Canada's Alex Harvey rediscovered his magic to win gold at the World Cup cross-country skiing finals Saturday in Falun, Sweden.
The 25-year-old from St-Ferreol-les-Neiges, Que., narrowly held off Norway's Martin Johnsrud Sundby to win the men's 30-kilometre race.
"This has been the best season of my life," Harvey said. "Obviously we didn't have that magic we needed at the Olympics which was the goal, but I have five podiums this year, three victories, and this just reconfirms all of the work we did in the summer."
Therese Johaug took a big step toward securing the overall cross-country World Cup title by beating Norwegian teammate Marit Bjoergen in the women's 15-kilometre skiathlon race.
Harvey, whose best finish last month in Sochi was 18th, powered his way up the hills on the 2015 world championship course Saturday and took advantage of the fast glide on his skis in the downhill.

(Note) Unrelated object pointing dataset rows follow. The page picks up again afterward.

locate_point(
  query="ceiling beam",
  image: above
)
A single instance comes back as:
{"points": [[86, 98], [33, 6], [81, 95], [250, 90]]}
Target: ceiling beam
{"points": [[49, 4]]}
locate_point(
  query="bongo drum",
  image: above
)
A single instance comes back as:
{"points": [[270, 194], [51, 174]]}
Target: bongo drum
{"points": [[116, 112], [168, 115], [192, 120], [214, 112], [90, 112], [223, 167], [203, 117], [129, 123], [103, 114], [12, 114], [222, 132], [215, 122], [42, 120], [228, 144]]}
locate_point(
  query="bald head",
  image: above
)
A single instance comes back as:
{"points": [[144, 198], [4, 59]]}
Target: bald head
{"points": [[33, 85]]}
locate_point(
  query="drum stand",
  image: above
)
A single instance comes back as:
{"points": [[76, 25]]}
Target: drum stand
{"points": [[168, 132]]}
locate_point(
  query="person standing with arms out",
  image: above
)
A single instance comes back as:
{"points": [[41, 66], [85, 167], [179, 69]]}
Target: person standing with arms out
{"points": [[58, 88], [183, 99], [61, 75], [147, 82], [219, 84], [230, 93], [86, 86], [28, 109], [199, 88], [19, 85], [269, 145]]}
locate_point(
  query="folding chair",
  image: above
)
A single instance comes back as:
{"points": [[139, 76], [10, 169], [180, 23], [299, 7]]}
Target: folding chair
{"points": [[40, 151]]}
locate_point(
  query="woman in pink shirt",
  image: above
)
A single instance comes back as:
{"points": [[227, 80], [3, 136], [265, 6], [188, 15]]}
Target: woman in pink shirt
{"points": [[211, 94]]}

He carried the pace until one kilometre to go when he shuffled to the side and moved into the back to draft on the final downhill and slingshot to gold.
He beat Sundby in a sprint to the finish, crossing in one hour 18 minutes 7.6 seconds. The Norwegian finished just 0.12 seconds behind. Alexander Legkov of Russia was third, 1.76 seconds behind.
Harvey has found success before in Falun, capturing his first World Cup title there in 2012. It's the same venue where his father Pierre won his first of three World Cup medals in 1987.
"I just love racing and Falun is always at the end of the season," Harvey said. "I think some guys when they feel tired at the end of the year they shut down in the head a bit, but I just love to race. When there may be tired bodies at the end of the season, I like to keep going.
"The course is so hard and it requires sustained work, and I just enjoy racing here."
Harvey is fourth in the overall World Cup standings with the final 15-kilometre skate-ski pursuit race scheduled for Sunday.
Devon Kershaw of Sudbury was 12th Saturday, while Ivan Babikov of Canmore, Alta., was 23rd.
Johaug, meanwhile, won the women's race in 41:08.9 to beat Bjoergen by 33.6 seconds, with Finland's Kerttu Niskanen finishing third. Andrea Dupont of Timmins, Ont., was 45th.